As Filipinos continue to experience water interruptions, government officials are pushing for the approval of a China-funded dam project that has been protested by environmentalists.
The construction of the Kaliwa Dam in Infanta, Quezon province could have helped the current shortage experienced by water provider Manila Water, Finance Secretary Carlos Dominguez III said in a press conference yesterday.
“Had [the dam] been done before the water crisis, this had been much less serious or much less of a threat,” he said, according to Rappler.
There have been water interruptions in several cities in Metro Manila and neighboring provinces as early as late last week. This is reportedly due to the El Niño or drought that limited provider Manila Water’s access to water.
Manila Water, which services the eastern part of the metro, said in a Facebook post yesterday that the water interruptions — which last about six to 21 hours a day — could continue until the end of the summer season, which is typically in May.
Areas serviced by Maynilad, the company that supplies the western part of the metro, have not experienced similar interruptions.
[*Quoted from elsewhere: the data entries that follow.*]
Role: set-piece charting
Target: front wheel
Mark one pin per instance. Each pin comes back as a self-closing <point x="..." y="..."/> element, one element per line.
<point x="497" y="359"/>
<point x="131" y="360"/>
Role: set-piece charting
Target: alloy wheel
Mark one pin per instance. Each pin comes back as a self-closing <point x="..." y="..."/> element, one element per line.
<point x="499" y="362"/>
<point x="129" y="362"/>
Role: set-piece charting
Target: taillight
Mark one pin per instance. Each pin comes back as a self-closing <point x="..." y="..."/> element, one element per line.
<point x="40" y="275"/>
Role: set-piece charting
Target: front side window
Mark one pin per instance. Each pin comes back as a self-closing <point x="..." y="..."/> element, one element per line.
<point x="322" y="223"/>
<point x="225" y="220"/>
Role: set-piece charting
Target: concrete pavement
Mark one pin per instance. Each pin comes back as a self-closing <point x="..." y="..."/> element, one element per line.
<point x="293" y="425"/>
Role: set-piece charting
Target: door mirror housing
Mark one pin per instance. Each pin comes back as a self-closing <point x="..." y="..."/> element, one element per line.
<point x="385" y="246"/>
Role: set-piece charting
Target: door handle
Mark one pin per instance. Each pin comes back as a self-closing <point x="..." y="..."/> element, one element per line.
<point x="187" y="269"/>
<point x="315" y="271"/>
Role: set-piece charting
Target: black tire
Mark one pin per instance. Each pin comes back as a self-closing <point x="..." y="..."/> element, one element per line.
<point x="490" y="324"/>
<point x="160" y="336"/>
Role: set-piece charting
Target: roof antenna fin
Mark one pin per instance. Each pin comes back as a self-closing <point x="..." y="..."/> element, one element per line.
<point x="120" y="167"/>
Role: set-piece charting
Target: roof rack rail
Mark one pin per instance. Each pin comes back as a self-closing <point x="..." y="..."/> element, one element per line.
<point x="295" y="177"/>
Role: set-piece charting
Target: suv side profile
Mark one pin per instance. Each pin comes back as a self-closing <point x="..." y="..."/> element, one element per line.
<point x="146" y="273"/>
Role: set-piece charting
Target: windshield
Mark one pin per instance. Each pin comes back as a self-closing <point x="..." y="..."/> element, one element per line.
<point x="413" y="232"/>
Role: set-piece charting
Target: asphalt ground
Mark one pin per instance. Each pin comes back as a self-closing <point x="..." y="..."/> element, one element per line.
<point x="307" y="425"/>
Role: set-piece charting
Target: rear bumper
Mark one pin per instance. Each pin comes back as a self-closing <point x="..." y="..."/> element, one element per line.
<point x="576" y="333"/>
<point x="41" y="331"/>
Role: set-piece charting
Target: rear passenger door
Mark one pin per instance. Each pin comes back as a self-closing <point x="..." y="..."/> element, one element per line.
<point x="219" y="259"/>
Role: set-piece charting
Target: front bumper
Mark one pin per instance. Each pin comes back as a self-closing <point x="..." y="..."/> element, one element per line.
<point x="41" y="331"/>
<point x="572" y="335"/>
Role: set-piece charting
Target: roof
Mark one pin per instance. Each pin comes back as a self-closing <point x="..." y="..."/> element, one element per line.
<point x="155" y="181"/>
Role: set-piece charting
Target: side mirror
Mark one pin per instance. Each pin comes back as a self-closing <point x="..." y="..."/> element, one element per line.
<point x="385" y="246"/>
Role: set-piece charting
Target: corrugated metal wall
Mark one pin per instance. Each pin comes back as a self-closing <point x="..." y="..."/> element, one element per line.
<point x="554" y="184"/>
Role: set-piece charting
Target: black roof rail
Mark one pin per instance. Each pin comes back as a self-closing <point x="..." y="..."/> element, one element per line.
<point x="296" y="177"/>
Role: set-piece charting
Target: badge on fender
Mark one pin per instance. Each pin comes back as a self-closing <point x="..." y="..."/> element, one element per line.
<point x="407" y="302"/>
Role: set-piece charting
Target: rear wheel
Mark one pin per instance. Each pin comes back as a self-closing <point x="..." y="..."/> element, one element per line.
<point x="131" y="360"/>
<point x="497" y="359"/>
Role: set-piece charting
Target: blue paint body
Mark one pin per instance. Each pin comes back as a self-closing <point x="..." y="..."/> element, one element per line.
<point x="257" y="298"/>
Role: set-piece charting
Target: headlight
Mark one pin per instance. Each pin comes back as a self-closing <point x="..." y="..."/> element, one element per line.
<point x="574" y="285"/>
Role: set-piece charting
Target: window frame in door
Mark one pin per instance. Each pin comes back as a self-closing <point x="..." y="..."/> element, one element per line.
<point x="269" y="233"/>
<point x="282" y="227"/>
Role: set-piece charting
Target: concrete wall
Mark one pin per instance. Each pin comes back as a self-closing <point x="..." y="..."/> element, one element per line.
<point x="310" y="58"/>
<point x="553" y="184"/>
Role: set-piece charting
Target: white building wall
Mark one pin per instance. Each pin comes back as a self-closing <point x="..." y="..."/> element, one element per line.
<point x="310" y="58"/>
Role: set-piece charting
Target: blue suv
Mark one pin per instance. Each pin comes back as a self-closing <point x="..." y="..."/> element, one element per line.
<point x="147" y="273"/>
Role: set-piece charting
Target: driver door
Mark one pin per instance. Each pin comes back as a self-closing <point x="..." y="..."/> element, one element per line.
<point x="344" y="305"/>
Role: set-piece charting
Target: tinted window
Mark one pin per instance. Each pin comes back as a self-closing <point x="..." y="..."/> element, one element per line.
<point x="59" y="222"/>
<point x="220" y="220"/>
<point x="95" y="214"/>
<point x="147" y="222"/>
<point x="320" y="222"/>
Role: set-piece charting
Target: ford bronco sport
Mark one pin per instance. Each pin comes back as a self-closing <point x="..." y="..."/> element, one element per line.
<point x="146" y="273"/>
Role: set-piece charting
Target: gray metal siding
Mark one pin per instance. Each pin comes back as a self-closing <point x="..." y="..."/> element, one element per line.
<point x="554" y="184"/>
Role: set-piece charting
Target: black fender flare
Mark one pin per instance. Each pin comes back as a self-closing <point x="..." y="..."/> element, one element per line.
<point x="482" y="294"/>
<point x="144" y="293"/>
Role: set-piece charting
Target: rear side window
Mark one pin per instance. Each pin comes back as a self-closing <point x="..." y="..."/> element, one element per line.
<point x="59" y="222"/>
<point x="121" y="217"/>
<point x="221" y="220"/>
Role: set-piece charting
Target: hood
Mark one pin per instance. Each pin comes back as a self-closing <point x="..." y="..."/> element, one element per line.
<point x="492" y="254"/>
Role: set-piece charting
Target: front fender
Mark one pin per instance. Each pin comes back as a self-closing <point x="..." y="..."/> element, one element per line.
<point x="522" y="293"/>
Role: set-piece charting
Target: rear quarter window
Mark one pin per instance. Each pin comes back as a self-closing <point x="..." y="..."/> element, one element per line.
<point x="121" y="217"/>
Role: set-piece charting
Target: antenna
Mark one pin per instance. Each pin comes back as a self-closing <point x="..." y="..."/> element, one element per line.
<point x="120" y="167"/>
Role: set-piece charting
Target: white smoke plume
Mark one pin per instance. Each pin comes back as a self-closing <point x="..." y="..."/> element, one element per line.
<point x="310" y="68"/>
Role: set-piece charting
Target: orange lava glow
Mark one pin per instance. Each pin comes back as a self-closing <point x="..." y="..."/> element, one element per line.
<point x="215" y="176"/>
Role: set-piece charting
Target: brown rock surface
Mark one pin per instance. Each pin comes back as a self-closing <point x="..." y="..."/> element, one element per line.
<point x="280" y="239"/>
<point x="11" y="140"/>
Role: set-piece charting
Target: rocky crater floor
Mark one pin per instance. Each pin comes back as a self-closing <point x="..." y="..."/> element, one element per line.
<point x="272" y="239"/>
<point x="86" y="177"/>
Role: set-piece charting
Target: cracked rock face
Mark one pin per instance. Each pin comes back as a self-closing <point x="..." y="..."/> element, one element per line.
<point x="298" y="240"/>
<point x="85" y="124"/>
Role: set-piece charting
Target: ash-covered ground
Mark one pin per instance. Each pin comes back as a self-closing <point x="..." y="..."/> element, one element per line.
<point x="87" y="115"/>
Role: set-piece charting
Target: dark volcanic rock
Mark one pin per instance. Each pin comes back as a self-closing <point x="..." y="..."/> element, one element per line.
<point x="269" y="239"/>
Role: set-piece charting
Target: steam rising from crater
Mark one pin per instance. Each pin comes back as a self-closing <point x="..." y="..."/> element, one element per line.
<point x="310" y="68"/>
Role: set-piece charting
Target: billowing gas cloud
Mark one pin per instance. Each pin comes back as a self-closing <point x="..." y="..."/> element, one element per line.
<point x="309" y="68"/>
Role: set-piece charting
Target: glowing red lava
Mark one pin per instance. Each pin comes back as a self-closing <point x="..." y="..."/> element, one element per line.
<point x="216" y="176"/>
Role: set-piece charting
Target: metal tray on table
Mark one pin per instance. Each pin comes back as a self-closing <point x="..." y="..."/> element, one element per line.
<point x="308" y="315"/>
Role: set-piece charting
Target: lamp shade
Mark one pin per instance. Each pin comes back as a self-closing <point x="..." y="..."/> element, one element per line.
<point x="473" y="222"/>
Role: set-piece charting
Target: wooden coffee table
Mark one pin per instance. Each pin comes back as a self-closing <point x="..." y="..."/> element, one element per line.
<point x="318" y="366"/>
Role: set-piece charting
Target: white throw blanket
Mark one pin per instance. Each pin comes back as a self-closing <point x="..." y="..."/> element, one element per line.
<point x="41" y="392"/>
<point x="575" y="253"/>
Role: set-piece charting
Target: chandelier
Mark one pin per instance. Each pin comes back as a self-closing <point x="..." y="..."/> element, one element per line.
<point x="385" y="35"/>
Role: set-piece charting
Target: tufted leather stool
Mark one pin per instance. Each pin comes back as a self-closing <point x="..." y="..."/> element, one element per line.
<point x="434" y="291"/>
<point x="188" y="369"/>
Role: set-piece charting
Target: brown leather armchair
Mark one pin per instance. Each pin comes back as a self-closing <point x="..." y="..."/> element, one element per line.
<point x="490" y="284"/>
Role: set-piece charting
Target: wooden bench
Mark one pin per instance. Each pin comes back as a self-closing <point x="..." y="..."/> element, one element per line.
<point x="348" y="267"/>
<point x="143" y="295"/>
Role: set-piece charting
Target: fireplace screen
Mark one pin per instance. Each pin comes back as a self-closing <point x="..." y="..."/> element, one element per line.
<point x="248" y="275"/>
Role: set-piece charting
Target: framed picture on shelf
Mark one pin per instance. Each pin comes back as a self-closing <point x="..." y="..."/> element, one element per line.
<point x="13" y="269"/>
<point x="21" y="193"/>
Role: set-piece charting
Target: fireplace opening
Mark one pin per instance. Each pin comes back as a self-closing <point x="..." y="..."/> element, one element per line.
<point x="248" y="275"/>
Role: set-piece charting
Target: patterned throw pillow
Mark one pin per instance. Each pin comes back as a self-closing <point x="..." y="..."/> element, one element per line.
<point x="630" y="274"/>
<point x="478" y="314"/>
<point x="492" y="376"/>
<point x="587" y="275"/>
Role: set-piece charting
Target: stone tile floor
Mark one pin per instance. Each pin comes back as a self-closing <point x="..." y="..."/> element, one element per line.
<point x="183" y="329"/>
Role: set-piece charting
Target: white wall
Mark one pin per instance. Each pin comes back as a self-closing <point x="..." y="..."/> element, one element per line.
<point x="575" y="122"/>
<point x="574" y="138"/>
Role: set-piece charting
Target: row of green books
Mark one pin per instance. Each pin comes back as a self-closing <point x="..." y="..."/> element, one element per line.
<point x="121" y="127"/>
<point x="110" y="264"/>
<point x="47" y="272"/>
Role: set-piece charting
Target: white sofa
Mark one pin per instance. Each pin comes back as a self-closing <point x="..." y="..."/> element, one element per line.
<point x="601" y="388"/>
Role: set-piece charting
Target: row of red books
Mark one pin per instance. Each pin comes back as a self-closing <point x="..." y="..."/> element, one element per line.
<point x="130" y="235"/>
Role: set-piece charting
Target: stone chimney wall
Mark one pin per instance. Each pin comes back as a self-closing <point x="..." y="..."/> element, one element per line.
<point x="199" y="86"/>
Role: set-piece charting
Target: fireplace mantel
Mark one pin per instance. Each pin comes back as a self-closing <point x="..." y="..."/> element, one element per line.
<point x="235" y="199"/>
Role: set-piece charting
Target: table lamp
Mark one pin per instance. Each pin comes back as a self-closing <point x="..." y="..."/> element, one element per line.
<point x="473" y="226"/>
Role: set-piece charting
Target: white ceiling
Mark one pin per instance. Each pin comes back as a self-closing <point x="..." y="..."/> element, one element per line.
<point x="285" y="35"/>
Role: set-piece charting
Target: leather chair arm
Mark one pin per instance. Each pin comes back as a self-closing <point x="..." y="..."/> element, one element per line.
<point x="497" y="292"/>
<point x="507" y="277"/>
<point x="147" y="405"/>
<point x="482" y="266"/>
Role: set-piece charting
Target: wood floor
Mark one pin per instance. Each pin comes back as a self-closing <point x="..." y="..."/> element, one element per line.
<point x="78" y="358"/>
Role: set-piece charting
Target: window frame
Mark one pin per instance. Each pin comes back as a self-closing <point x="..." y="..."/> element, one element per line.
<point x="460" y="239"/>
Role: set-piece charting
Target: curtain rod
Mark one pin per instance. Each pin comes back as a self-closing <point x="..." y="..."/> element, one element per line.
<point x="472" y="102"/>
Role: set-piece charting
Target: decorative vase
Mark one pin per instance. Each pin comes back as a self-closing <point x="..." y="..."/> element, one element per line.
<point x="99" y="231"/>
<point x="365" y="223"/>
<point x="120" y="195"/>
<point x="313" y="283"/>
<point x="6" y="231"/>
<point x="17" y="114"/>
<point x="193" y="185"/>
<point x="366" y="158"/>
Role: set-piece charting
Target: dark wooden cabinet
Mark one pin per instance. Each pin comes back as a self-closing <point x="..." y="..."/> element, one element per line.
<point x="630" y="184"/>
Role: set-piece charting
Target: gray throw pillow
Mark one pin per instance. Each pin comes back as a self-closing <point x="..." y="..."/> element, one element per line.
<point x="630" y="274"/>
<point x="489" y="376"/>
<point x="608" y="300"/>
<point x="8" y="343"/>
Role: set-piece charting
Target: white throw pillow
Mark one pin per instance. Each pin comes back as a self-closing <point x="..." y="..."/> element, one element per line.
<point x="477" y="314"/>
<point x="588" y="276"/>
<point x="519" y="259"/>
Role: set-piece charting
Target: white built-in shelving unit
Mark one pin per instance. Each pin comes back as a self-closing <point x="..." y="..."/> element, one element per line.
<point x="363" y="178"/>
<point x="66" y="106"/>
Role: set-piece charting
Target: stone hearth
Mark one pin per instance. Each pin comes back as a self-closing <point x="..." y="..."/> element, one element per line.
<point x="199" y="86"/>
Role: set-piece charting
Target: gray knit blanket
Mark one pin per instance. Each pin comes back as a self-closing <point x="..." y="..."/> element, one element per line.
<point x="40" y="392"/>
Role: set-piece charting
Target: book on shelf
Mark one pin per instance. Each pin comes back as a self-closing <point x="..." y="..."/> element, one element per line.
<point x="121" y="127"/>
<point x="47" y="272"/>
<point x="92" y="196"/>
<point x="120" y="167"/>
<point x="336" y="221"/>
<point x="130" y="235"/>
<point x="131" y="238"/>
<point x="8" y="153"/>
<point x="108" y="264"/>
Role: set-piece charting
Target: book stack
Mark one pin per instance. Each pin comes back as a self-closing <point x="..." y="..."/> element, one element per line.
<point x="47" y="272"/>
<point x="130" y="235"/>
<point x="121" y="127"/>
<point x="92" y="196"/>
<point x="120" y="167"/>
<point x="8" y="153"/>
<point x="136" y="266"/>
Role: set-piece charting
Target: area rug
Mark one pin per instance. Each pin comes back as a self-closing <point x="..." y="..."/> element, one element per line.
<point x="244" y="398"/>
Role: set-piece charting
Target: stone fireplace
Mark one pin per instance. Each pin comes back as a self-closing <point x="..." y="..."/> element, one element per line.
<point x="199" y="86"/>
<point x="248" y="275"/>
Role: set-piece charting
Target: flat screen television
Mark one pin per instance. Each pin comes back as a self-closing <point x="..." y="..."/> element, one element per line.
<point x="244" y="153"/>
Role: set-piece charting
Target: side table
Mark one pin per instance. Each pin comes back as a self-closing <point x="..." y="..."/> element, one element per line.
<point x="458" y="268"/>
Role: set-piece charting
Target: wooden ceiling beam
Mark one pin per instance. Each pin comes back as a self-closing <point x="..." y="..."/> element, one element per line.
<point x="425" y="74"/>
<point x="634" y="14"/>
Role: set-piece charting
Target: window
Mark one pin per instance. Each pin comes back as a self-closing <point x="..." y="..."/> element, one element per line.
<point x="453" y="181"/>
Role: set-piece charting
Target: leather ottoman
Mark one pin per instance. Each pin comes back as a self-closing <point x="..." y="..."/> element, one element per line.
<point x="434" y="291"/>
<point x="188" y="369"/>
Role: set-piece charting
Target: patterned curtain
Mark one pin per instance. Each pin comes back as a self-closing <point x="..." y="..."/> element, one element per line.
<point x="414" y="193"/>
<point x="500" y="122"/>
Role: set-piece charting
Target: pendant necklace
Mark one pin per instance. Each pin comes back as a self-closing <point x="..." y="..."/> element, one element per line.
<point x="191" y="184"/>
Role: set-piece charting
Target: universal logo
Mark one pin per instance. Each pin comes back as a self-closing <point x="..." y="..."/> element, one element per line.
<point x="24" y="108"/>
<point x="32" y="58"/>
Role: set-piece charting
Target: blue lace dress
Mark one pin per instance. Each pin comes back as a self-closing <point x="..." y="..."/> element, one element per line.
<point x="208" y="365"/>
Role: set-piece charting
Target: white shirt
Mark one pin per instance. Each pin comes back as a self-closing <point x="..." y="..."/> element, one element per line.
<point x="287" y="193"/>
As of 6am today, the water level in Quezon City’s La Mesa Dam was at 68.74 meters, the lowest it has ever been in history, the Philippine Atmospheric, Geophysical and Astronomical Services Administration told Radyo Inquirer. The La Mesa Dam is one of the main sources of water in Metro Manila.
During yesterday’s press conference, Dominguez said that the bidding for the Kaliwa Dam was “well on its way,” The Philippine Daily Inquirer reported.
“I’m sure the MWSS [Metropolitan Waterworks and Sewerage System] would convince contractors to move faster than originally planned,” he said.
The MWSS is the government agency in charge of water privatization in Metro Manila. In November, it secured a Preferential Buyer’s Credit Loan Agreement from China during President Xi Jinping’s Manila visit.
According to Rappler, 85 percent of the project will be funded by China while the MWSS will cover the remaining 15 percent.
MWSS Administrator Reynaldo Velasco also pushed for the project yesterday, according to ABS-CBN News, saying that it would provide up to 600 million liters of water a day, which will be split evenly between Manila Water and Maynilad. Both companies have expressed support for the PHP12.2 billion (US$231.8 million) project in the past.
However, it is controversial because environmentalists believe that it will destroy the biodiversity in the Siera Madre mountains. It could also displace communities living in the provinces of Quezon and Rizal.
Even the Catholic Church is against the project, with the Catholic Bishops Conference of the Philippines saying that the government’s budget should instead go towards finding alternative water sources.
The MWSS still hasn’t secured an environmental compliance certificate from the Environment department as requirements for their application have not been submitted, Environment Undersecretary Benny Antiporda told ABS-CBN News.